## College Physics (4th Edition)

The magnitude of the force exerted on the charge at the origin is $1.61~N$ and this force is directed in the positive x-direction.
The electric force exerted on the charge at the origin due to the $-5.00~\mu C$ is directed in the positive x-direction.

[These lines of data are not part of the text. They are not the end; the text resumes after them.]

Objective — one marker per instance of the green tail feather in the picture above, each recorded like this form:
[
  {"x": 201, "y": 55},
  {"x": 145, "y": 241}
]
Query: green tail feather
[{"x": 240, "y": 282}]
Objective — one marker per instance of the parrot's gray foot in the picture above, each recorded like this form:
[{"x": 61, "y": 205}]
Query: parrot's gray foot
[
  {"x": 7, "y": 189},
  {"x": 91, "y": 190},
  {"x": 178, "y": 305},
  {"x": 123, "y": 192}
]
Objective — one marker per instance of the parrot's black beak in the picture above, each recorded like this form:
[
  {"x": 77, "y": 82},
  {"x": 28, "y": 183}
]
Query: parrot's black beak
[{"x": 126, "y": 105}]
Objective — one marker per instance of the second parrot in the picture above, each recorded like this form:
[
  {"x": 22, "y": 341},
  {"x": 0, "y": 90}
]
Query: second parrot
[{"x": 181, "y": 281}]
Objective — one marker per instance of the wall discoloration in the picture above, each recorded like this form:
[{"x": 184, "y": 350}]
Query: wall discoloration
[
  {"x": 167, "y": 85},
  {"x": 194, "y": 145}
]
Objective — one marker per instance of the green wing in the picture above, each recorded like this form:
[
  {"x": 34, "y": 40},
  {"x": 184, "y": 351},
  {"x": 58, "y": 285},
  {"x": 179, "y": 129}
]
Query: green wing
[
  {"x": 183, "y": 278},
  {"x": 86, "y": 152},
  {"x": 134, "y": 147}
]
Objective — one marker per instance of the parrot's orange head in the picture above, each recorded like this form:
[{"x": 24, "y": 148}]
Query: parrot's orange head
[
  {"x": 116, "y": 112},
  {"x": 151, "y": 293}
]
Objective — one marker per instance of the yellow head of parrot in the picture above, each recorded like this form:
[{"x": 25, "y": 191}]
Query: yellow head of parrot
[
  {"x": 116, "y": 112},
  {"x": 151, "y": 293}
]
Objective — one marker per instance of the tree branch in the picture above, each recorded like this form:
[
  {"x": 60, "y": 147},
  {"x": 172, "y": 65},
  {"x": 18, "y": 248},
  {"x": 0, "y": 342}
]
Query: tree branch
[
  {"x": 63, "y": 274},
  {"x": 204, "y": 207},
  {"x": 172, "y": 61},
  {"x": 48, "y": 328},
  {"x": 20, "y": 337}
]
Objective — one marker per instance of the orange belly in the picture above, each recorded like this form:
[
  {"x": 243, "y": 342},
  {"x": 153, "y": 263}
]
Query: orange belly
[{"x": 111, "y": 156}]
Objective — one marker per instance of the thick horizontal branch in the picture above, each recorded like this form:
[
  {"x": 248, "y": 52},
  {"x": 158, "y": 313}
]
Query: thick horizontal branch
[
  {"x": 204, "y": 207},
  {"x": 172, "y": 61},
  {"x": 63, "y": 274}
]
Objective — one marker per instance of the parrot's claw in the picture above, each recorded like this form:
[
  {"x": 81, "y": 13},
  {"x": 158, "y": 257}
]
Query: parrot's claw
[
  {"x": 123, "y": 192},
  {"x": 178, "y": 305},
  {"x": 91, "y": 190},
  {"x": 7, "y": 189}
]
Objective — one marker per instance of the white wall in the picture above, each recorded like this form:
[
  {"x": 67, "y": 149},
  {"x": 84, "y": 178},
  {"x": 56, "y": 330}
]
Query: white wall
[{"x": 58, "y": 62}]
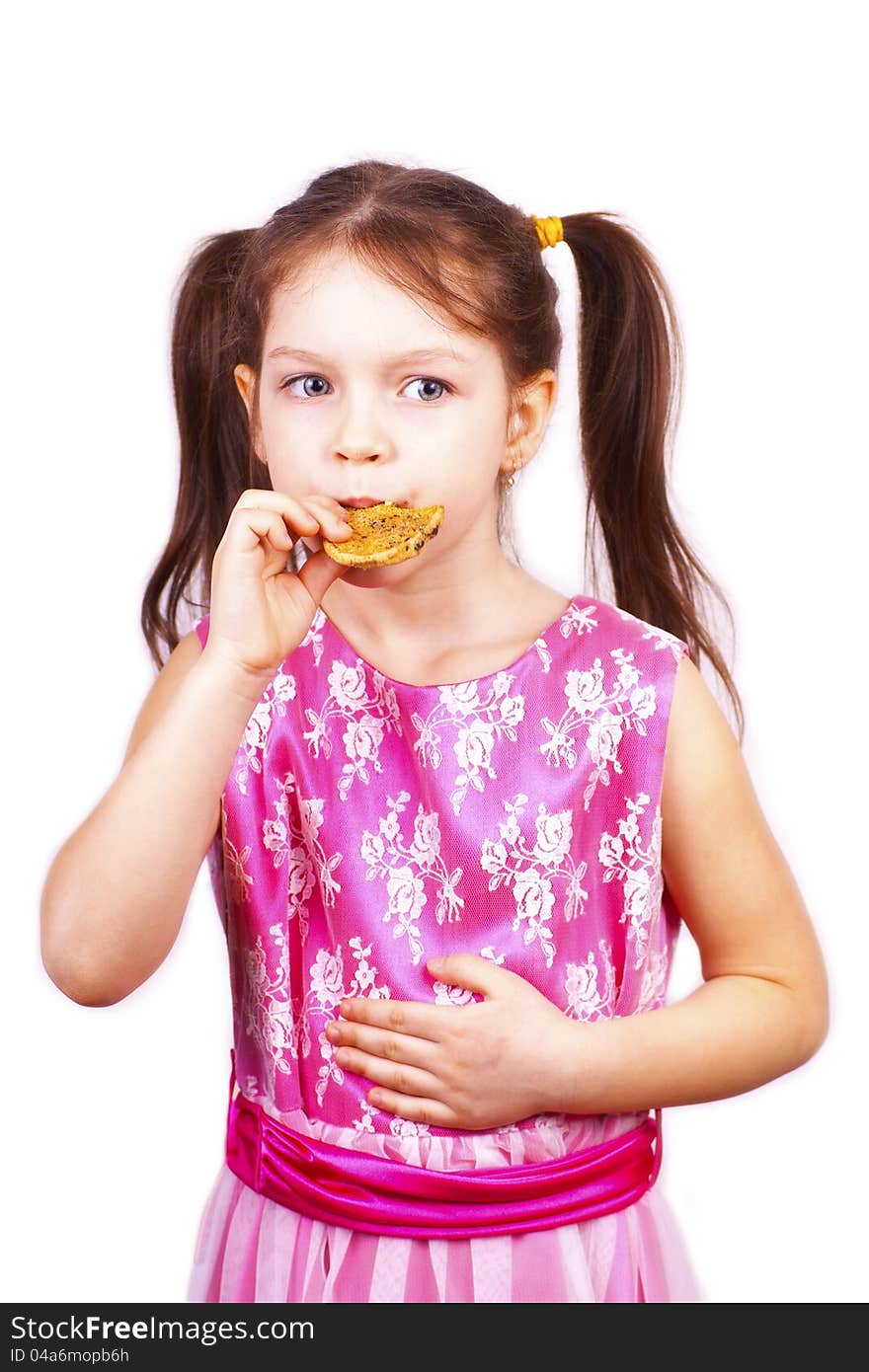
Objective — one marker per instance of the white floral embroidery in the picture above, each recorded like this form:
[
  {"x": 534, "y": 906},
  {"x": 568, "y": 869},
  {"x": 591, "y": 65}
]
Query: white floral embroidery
[
  {"x": 489, "y": 953},
  {"x": 274, "y": 701},
  {"x": 405, "y": 1128},
  {"x": 585, "y": 999},
  {"x": 366, "y": 721},
  {"x": 478, "y": 721},
  {"x": 449, "y": 995},
  {"x": 408, "y": 868},
  {"x": 295, "y": 843},
  {"x": 267, "y": 1012},
  {"x": 604, "y": 715},
  {"x": 639, "y": 868},
  {"x": 533, "y": 885},
  {"x": 661, "y": 637},
  {"x": 365, "y": 1124},
  {"x": 653, "y": 989},
  {"x": 240, "y": 881},
  {"x": 327, "y": 991}
]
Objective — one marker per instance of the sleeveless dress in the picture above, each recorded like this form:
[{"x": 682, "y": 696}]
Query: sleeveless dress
[{"x": 368, "y": 825}]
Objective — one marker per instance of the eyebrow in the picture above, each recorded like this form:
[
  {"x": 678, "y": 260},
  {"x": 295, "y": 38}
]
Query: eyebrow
[{"x": 416, "y": 355}]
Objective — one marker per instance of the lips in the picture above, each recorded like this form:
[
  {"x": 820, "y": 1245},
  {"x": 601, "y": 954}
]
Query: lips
[{"x": 361, "y": 502}]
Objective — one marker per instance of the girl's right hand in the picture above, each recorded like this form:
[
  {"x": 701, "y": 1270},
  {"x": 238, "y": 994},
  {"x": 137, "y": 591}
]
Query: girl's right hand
[{"x": 260, "y": 611}]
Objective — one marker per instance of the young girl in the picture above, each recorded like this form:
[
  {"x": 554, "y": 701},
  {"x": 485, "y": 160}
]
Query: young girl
[{"x": 447, "y": 857}]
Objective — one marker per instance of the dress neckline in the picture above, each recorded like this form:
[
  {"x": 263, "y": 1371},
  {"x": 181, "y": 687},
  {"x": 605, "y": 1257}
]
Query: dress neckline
[{"x": 471, "y": 681}]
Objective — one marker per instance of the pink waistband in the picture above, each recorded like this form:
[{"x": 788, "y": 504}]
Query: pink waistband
[{"x": 359, "y": 1191}]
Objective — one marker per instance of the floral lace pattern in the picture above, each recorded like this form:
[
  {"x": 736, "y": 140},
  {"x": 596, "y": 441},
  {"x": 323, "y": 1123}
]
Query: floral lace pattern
[{"x": 369, "y": 825}]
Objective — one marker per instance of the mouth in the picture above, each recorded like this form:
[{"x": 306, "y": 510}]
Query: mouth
[{"x": 364, "y": 501}]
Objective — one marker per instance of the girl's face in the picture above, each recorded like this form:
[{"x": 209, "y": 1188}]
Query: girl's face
[{"x": 358, "y": 416}]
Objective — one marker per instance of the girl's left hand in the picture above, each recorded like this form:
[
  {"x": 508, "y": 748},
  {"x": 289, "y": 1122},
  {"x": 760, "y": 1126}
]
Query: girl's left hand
[{"x": 472, "y": 1066}]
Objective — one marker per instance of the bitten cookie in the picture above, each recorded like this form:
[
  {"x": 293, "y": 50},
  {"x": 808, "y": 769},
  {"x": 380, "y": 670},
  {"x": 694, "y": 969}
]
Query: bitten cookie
[{"x": 384, "y": 534}]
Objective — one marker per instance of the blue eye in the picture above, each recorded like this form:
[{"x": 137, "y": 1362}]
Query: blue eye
[{"x": 309, "y": 376}]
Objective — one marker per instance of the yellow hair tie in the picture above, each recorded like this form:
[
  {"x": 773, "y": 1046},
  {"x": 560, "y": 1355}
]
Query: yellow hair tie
[{"x": 549, "y": 231}]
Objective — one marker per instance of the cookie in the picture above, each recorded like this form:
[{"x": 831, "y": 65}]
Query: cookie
[{"x": 384, "y": 534}]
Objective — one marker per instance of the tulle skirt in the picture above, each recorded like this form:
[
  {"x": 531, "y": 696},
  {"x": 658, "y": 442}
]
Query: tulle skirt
[{"x": 252, "y": 1249}]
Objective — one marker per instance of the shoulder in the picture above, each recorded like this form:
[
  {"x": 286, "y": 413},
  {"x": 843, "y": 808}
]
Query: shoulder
[{"x": 706, "y": 789}]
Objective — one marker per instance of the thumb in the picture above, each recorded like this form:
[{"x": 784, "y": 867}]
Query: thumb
[
  {"x": 319, "y": 573},
  {"x": 465, "y": 969}
]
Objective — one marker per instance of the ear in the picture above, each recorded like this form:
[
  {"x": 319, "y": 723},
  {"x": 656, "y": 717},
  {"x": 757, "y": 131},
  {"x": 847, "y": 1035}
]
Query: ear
[
  {"x": 531, "y": 415},
  {"x": 245, "y": 379}
]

We can find the magnitude of this force: $F_1 = \frac{k~\vert q_1\vert \vert q_2 \vert}{r^2}$ $F_1 = \frac{(9.0\times 10^9~N~m^2/C^2)~(3.00~\times 10^{-6} C)(5.00 \times 10^{-6}~C)}{(0.20~m)^2}$ $F_1 = 3.375~N$ The electric force exerted on the charge at the origin due to the $8.00~\mu C$ is directed in the negative x-direction. We can find the magnitude of this force: $F_2 = \frac{k~\vert q_1\vert \vert q_2 \vert}{r^2}$ $F_2 = \frac{(9.0\times 10^9~N~m^2/C^2)~(3.00~\times 10^{-6} C)(8.00 \times 10^{-6}~C)}{(0.35~m)^2}$ $F_2 = 1.763~N$ We can find the net force exerted on the charge at the origin: $F = F_1-F_2$ $F = (3.375~N)-(1.763~N)$ $F = 1.61~N$ The magnitude of the force exerted on the charge at the origin is $1.61~N$ and this force is directed in the positive x-direction.